Usuários de ônibus de São Luís convivem com a precariedade do sistema

segunda-feira, 17 de outubro de 2011

"Vou de ônibus, mas não sei se chego". A frase é uma brincadeira do estudante Márcio Henrique Ribeiro, de 21 anos, sobre a condição do transporte coletivo de São Luís. Morador da Cohama, ele pega quatro coletivos diariamente para ir à faculdade e ao trabalho. E disse que já ficou a pé duas vezes este ano. "Houve uma certa melhora no setor no último ano, mas vez por outra você pega um ônibus sem condições, com bancos quebrados e em via de quebrar a qualquer momento", comentou.

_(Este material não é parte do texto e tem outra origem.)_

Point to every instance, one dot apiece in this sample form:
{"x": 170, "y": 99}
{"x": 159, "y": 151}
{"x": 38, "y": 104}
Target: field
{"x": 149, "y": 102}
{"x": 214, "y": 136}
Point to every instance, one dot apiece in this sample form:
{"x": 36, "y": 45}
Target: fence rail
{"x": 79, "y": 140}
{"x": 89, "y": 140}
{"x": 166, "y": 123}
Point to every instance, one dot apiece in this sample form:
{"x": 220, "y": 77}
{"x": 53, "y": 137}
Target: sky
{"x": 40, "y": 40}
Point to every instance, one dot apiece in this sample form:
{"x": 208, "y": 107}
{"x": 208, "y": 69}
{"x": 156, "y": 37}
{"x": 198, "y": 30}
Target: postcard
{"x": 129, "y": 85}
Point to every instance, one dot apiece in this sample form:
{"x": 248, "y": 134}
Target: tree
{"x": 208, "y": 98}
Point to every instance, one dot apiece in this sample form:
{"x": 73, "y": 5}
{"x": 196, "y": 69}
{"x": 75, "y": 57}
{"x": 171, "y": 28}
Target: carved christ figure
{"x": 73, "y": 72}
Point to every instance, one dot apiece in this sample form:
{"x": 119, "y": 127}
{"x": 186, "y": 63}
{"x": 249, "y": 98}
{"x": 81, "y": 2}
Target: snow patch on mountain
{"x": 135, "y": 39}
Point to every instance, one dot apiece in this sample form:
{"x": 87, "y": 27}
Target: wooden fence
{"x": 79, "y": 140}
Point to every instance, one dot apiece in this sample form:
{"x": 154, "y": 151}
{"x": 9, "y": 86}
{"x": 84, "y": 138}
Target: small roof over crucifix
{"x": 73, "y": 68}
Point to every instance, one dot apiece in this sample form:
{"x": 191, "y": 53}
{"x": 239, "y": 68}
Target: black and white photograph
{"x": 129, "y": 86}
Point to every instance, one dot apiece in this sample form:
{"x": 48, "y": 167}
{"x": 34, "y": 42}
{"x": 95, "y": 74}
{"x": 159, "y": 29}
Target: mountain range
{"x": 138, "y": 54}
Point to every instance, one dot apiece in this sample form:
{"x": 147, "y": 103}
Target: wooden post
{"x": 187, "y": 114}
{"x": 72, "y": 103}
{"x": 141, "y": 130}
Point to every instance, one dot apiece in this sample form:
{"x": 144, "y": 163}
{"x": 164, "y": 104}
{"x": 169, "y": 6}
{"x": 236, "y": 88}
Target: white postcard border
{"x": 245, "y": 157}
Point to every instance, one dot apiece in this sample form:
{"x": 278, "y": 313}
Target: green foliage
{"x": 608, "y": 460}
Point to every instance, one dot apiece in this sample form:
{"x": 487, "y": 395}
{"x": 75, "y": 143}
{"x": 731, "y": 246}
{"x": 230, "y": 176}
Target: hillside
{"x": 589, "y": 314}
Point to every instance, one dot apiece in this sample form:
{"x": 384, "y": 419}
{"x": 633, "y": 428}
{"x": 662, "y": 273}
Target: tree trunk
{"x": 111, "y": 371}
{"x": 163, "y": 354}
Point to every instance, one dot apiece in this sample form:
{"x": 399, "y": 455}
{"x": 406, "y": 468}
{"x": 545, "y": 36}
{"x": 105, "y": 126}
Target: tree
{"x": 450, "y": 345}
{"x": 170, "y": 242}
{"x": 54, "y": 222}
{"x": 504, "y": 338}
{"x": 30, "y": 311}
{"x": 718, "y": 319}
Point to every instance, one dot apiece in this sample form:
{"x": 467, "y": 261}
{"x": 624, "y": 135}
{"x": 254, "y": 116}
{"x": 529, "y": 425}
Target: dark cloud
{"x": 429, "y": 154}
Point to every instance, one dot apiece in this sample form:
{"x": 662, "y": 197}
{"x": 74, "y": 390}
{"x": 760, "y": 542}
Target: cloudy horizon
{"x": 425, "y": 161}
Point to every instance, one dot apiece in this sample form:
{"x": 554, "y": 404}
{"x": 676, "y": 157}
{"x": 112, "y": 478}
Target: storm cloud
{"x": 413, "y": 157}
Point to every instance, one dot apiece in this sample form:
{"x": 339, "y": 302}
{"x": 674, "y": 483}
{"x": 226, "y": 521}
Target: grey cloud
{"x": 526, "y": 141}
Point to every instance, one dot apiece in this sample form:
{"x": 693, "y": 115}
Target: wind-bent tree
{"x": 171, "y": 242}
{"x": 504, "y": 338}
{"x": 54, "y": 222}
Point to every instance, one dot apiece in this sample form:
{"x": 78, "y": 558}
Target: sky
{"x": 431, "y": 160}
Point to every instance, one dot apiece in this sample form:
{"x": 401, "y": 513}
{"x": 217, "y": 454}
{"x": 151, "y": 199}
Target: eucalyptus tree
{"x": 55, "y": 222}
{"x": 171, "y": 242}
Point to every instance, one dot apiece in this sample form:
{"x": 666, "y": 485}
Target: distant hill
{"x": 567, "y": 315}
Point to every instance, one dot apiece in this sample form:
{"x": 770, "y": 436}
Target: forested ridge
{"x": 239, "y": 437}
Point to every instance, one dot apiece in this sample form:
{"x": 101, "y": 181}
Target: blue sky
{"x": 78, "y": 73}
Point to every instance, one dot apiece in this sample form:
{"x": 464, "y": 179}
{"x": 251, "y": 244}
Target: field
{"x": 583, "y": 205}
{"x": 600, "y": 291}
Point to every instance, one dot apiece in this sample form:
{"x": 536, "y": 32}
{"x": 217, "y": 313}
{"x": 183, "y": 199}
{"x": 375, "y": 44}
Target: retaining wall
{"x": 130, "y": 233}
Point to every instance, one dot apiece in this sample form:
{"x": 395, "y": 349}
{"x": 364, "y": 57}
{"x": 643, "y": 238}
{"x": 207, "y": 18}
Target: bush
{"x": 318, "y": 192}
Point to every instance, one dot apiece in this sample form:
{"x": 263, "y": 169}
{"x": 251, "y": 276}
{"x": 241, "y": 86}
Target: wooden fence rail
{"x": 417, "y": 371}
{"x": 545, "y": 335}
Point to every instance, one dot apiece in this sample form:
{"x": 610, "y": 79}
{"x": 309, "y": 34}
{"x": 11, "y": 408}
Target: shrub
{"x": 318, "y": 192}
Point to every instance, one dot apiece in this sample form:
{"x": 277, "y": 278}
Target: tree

A constatação do estudante é a mesma de milhares de usuários do sistema de transporte coletivo da capital. Apesar de a prefeitura ter afirmado que conseguiu incluir 300 veículos à frota de ônibus nos últimos 18 meses, a população reclama da falta de conservação e manutenção dos veículos.

Foto: Biaman Prado/O Estado
Conforme dados do Sindicato dos Trabalhadores nos Transportes Rodoviários de São Luís (STTR), hoje a idade média dos veículos que trafegam pelas ruas de São Luís é de 6,9 anos. Mas alguns veículos têm até 20 anos. Segundo o sindicato, as empresas 1001 Expresso, Brasileiro e Marina seriam as com os ônibus em pior estado de conservação.

O Sindicato das Empresas de Transportes (SET) questiona os números. Nega que existam veículos com mais de 10 anos em circulação e garante que a idade média da frota já é inferior a 6 anos. De acordo com a Lei 4.830/07, nenhum veículo pode rodar com mais de 8 anos de utilização.

Quebrados
Somente na semana passada, foram flagrados seis ônibus quebrados pelas ruas de São Luís. Todos com algum tipo de falha elétrica ou mecânica. Um estava na Curva do 90 e fazia a linha Cohatrac/Bandeira Tribuzi. Também é comum ver trafegando em São Luís coletivo com lanternas de pisca-alerta quebradas ou com soluções improvisadas. Um ônibus que faz a linha Circular/Rodoviária usava um pedaço de papelão para cobrir a tampa de entrada de ar.

Há hoje ônibus que trafegam sem os vidros das portas ou com bancos de passageiros quebrados. Um veículo que fazia a linha Uema/Ipase na semana passada estava sem uma das janelas traseiras. O carro soltava fumaça em quantidade acima do normal.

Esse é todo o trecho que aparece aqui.